Evidentemente, pretendo hablar de Catalunya (después de la proeza de no citar la palabra en la primera parte del escrito). Lo más rechazable del planteamiento de un referéndum de segregación es que, tras un tiempo irrelevante en términos históricos, hay quien haya decidido que la única salida para el conflicto es el todo o nada, la cara o la cruz; que en un panorama de crispación y complejidad como el que preside la sociedad catalana (y española), se abandone la posibilidad del acuerdo de forma absoluta. Es evidente que la torpeza política de la derecha española (que prácticamente la ha convertido en irrelevante en Catalunya) ha abonado el campo para que lleguemos a esta situación. Pero también es evidente que la contingencia de un eventual gobierno del PP en Madrid, no puede justificar por sí mismo una medida estructural como la segregación, que tiene difícil vuelta atrás. De hecho, parece haber resultado irrelevante para quienes dirigen “el procés” el que, tras las últimas elecciones, el PP se encuentre en minoría en el Congreso de los Diputados; como si eso no hubiese cambiado nada y no se dieran un cúmulo de posibilidades alternativas.
Es cierto que las encuestas muestran que hay una mayoría de catalanes/as que quieren votar, pero también es cierto que cuando se someten a consulta otras opciones que incluso contrapondrían la anterior (como una reforma federal), las mayorías favorables también son amplísimas. Y he aquí una de las trampas de la utilización del referéndum binario para solucionar una cuestión tan compleja como la que contemplamos (y que afecta a la convivencia de forma tan dramática como la que estamos viendo estos días). No digamos si ya, de forma unilateral, se rompe con la legalidad vigente y se desencadenan unas consecuencias de pesadilla, muchas de cuyas variables ya no están ni en la mano de ambos gobiernos. Lo que está sucediendo mientras escribo estas líneas es un ejemplo de lo que solo puede empeorar.
No estamos en Agosto de 1914, no hay ningún mecanismo que tenga un resultado final irreversible. Nunca es tarde para el diálogo y para parar máquinas, somos una sociedad digital avanzada que ejecuta decisiones en tiempo real. Es evidente que estamos ante un dilema político que no solucionarán ni los tribunales, ni la Guardia Civil, ni los Mossos, por lo tanto no tomemos decisiones que hagan que sea inevitable que estos cumplan con su cometido. El martes se ha constituido por amplísima mayoría una Comisión de Reforma Constitucional en el Congreso, que puede ser un espacio de reencuentro. Allí es tiempo de retomar los argumentos y abandonar las soflamas, allí tenemos una oportunidad.

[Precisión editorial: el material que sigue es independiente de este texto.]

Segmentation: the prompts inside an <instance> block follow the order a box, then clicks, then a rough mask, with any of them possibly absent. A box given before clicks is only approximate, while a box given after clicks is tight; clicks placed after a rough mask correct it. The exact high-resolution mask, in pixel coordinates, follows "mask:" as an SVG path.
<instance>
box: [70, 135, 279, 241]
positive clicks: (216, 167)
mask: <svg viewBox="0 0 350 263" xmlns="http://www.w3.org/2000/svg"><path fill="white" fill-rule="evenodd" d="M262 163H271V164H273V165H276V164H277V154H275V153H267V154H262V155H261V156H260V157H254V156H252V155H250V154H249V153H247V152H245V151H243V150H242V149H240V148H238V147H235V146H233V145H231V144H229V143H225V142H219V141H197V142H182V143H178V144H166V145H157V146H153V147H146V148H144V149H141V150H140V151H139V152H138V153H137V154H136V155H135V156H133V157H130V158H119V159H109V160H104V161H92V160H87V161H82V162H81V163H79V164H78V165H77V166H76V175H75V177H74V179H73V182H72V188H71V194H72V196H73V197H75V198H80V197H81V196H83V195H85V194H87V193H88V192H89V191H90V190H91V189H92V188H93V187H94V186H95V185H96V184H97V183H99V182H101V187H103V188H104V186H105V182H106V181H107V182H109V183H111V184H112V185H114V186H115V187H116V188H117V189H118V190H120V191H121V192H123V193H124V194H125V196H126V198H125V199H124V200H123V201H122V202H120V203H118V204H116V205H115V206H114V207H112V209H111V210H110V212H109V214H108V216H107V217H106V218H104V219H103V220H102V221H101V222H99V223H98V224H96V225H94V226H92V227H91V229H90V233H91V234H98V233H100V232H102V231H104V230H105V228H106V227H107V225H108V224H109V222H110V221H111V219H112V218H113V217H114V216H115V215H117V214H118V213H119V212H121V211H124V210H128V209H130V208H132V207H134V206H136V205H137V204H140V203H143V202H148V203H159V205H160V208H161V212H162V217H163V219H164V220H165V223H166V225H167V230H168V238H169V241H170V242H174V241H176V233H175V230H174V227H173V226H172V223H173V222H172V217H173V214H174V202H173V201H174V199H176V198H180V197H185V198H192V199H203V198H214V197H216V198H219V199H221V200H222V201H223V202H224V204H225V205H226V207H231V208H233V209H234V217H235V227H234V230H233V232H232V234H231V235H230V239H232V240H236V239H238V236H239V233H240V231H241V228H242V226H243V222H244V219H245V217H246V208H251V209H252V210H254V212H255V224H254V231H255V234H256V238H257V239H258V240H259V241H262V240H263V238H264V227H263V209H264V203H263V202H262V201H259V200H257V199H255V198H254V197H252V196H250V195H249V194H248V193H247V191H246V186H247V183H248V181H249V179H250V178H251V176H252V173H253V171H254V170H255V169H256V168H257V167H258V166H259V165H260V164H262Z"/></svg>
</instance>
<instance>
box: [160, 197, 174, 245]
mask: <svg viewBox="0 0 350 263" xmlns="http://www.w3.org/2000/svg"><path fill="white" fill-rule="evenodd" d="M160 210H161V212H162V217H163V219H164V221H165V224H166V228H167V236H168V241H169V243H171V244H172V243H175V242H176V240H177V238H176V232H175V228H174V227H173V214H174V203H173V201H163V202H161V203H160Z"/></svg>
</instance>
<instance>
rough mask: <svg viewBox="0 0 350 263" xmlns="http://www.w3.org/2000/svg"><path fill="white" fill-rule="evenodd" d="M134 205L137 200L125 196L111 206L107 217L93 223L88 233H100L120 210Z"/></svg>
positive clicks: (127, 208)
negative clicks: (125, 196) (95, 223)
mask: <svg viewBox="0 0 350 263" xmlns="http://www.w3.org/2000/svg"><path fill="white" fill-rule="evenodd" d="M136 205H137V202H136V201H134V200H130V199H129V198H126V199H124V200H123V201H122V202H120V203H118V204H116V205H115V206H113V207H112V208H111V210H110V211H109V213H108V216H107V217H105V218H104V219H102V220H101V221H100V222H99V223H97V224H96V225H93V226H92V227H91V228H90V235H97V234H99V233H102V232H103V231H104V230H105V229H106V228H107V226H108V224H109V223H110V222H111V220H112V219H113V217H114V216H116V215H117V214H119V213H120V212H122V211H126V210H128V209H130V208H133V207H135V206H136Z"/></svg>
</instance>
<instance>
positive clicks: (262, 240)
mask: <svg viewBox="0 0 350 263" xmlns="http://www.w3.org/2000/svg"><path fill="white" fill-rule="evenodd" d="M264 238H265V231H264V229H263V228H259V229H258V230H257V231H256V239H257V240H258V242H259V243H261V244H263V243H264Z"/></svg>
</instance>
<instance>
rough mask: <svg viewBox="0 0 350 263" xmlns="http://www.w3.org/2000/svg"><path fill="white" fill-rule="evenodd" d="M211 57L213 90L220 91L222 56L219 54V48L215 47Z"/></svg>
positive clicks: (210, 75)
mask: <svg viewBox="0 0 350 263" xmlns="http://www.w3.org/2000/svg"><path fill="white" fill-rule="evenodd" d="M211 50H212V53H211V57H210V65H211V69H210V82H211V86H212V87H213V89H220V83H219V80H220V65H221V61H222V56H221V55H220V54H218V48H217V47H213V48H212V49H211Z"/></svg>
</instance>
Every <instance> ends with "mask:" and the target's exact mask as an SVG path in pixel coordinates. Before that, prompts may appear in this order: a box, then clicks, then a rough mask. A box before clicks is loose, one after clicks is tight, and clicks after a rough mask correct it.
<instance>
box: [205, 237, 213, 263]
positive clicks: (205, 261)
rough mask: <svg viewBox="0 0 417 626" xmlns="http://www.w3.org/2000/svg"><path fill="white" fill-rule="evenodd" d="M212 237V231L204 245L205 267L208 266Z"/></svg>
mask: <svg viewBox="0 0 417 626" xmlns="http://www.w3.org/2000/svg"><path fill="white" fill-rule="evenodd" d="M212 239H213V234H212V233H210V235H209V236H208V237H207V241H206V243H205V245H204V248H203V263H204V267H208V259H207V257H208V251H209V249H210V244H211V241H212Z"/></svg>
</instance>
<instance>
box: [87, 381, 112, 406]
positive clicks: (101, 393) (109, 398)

Es obvio que hay un divorcio emocional entre Catalunya y el resto de España que hay que solucionar y que, tras la sentencia que anulaba artículos del Estatut de Catalunya, también hay un déficit de representatividad que solo se solucionará votando. Pero, como decía anteriormente, hay muchas maneras y cosas que se pueden votar. Somos los políticos los que no debemos abjurar de nuestra responsabilidad y ponernos de acuerdo en una reforma constitucional en la que las diferentes maneras de sentir la pertenencia, puedan sentirse con encaje. Y que sí, que finalmente ratifique (o no) el pueblo español y catalán en referéndum. ¿Antes de “apretar el botón nuclear”, no merece la pena intentarlo?